While on vacation I read a very interesting article in the April 2006 Harvard Business Review titled How Low Will You Go?
The case study centered on a business owner who was expanding. He brought in a new VP of sales, a pro, who had a different way of doing things. That way involved what I would call old style selling – using the strip joint as the tool. Bring the male clients to the strip joint, build a relationship, close the big deal (In the study, the owner is torn as there is some initial success – he closes a huge customer that the owner had been trying to close for years and years).
This is a tactic that I have seen many times before. When I worked for a large storage vendor (Who recruited me from Dell), it was the status quo. It was expected that you do ‘everything’ to win those high margin deals – regardless of moral view. One story that I remember in particular was a deal won at a large bank, where they celebrated with a $10,000 one night bill at a strip club (There were many such bills prior to the deal).
All of this was done under the guise of getting it done at all cost, and at this company, salesmen (there were no women) were paid very well. Many made high 6 to 7 figures.

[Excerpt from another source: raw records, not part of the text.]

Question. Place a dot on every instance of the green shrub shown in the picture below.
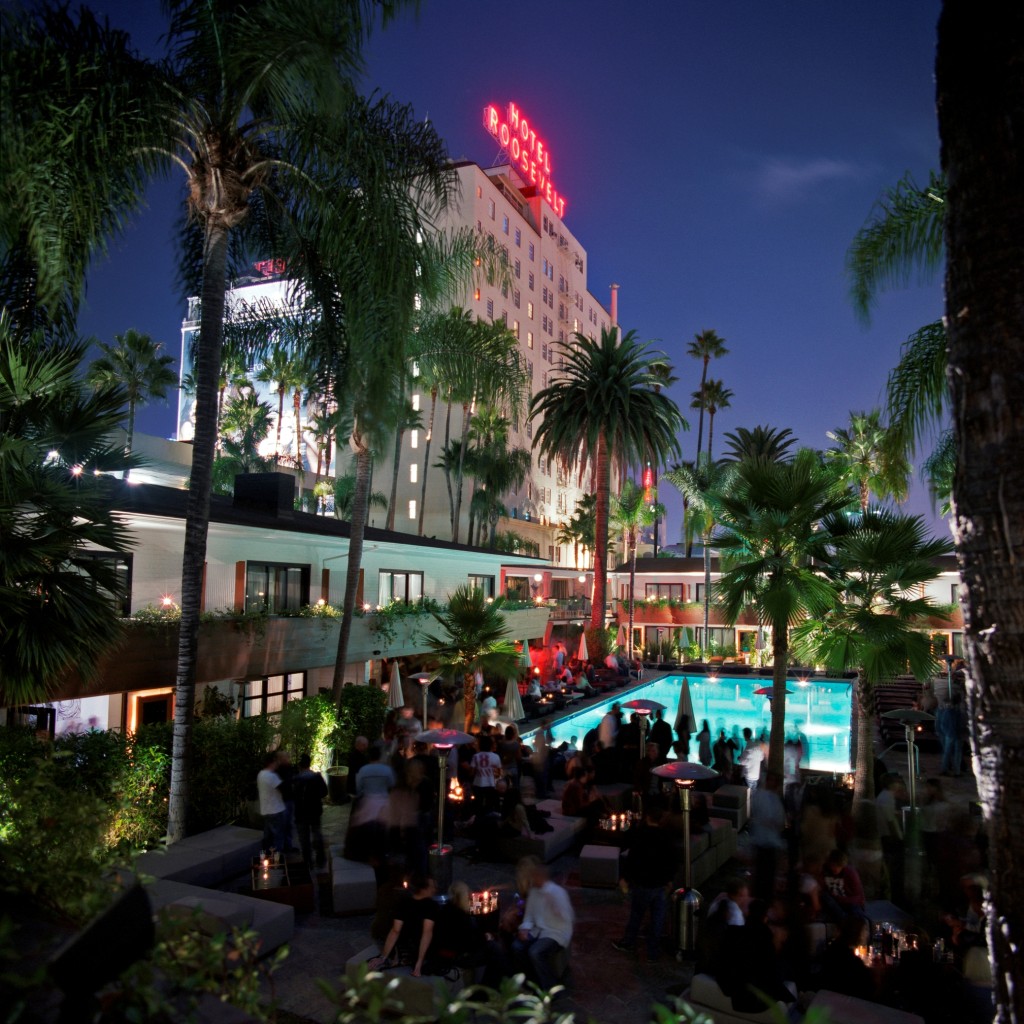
(311, 726)
(367, 708)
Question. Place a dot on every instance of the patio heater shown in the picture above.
(687, 902)
(439, 855)
(424, 679)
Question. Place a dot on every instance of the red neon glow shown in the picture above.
(527, 152)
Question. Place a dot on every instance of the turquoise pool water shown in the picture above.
(818, 708)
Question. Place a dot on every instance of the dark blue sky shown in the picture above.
(717, 160)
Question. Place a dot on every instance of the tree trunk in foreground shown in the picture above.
(980, 83)
(197, 520)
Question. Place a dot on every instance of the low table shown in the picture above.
(283, 883)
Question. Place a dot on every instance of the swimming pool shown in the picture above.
(818, 708)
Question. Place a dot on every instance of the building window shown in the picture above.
(394, 586)
(275, 587)
(269, 694)
(484, 583)
(111, 572)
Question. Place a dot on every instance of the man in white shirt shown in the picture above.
(546, 930)
(271, 804)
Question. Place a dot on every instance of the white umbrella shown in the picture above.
(685, 706)
(582, 653)
(524, 655)
(395, 698)
(513, 702)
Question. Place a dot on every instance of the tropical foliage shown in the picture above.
(602, 411)
(475, 639)
(772, 520)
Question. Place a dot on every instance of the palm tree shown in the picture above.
(258, 95)
(716, 396)
(880, 562)
(344, 493)
(706, 346)
(981, 119)
(632, 509)
(599, 412)
(770, 519)
(864, 457)
(58, 608)
(761, 442)
(284, 369)
(476, 639)
(135, 361)
(699, 484)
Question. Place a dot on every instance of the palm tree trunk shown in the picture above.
(197, 519)
(389, 522)
(457, 511)
(426, 459)
(602, 492)
(357, 530)
(130, 437)
(633, 583)
(281, 418)
(780, 653)
(981, 122)
(706, 646)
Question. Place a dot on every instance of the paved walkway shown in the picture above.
(605, 986)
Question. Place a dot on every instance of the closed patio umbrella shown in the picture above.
(395, 697)
(582, 653)
(685, 706)
(513, 702)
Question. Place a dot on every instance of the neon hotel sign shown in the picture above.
(528, 153)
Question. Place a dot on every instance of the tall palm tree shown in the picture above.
(864, 457)
(257, 96)
(699, 484)
(770, 519)
(285, 369)
(135, 361)
(599, 412)
(475, 639)
(633, 509)
(761, 442)
(880, 562)
(716, 396)
(58, 608)
(981, 121)
(705, 346)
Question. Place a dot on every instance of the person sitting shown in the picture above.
(581, 799)
(413, 929)
(546, 930)
(751, 971)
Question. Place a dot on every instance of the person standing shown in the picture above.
(704, 743)
(271, 804)
(546, 930)
(767, 835)
(650, 863)
(308, 791)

I left after 5 months, without compromising my morals but very disgusted.
John Brown, one of the commentators on the study makes an interesting point (He does not support the process): “All business relationships require a foundation of trust. One of the most important things a client tries to ferret out in a sales process is whether the seller shares his or her core value system’.
This is an interesting statement, because it could go both ways. Taking core values out, it comes down to trust. What if the customer likes these types of places – even though he knows that it would be frowned upon corporately as part of the procurement process? In that case, a form of trust with the seller is created as they share a ‘secret’.
I have seen many people do this and have had many clients hint that it is something that they would like me to do for them. In each situation, I respond in a different way:
- To the customer who wants to do this: I do not make a morale judgment, that is not my place (Take the log out of my own eye, before moving the splinter out of my brothers). But, I do divert the conversation to activities that I am comfortable with and support – golf, go-karting (A GREAT corporate experience), dinner and on.
- To the sales person who participates in this process: I have three points of view:
Morally, I fundamentally disagree. The strip joint, in my opinion, degrades women (It is a conversation I have had with my wife many times – on this topic of sales and strip joints). In a society that is slowly evolving out of the male dominated mindset, to be truly equal we must eliminate things like this as they degrade our fellow human being in the same way that prostitution does.
On the business ethics side, I suggest that it is a slippery slope, and one that I would not trod on. What happens if they audit expenses (Even with that fake name on the receipt)? How do you explain the cash component of the expense receipt? What if someone else hears about it and a rumor starts internally or at the customer’s site? How do you do it while excluding the inevitable female at the client who will know that it is going on? How will it damage your reputation – internally (If people know you are that slime ball who takes customers to the strippers, surely female colleagues and many male colleagues will look down on you) and with the customer (Those people who do not come, they may know and look at you like that 1950 sleazy sales guy)?
Last point: In the article, Katherine Frank (Author of G-Strings and Sympathy: Strip Club Regulars and Male Desire and commentator on the case study), states ‘When I was a dancer, I appreciated business customers for financial reasons – patrons can be very generous when someone else is paying the tab’. I used to work with a guy who managed a strip club and he put it in stronger terms. He made it very clear that the women working at these places hated the men there, looked at them as slime, as a financial mark and many had a deep distrust of men (And many problems .. drugs, broken homes, etc.). So, to the patron, think about that point of view when they are looking at you.
I would encourage people to read the article – both sales managers who ‘turn a blind eye’ to that sort of thing (As the owner is doing in the case study) and sales people (Who need to know the risks and think hard on the implications). Thought provoking.
Personally, I have many sales awards on the bookcase. Many, many, many. I have never taken a customer to a strip joint because I am good at building relationships, trust and a compelling business reason for people to do business with me and my company. I don’t need this crutch and when I see people using this tactic, I wonder which of the skills above do they lack? If they were better salesmen (Again, a primarily male thing), they wouldn’t need this. For me, if a rep is doing this, it is a red flag.
As a final point, the advice that is provided suggests that the owner of the business needs to eliminate the ambiguity and clearly articulate the corporate values. By doing so, it becomes clear in that culture whether or not this sales tool is acceptable.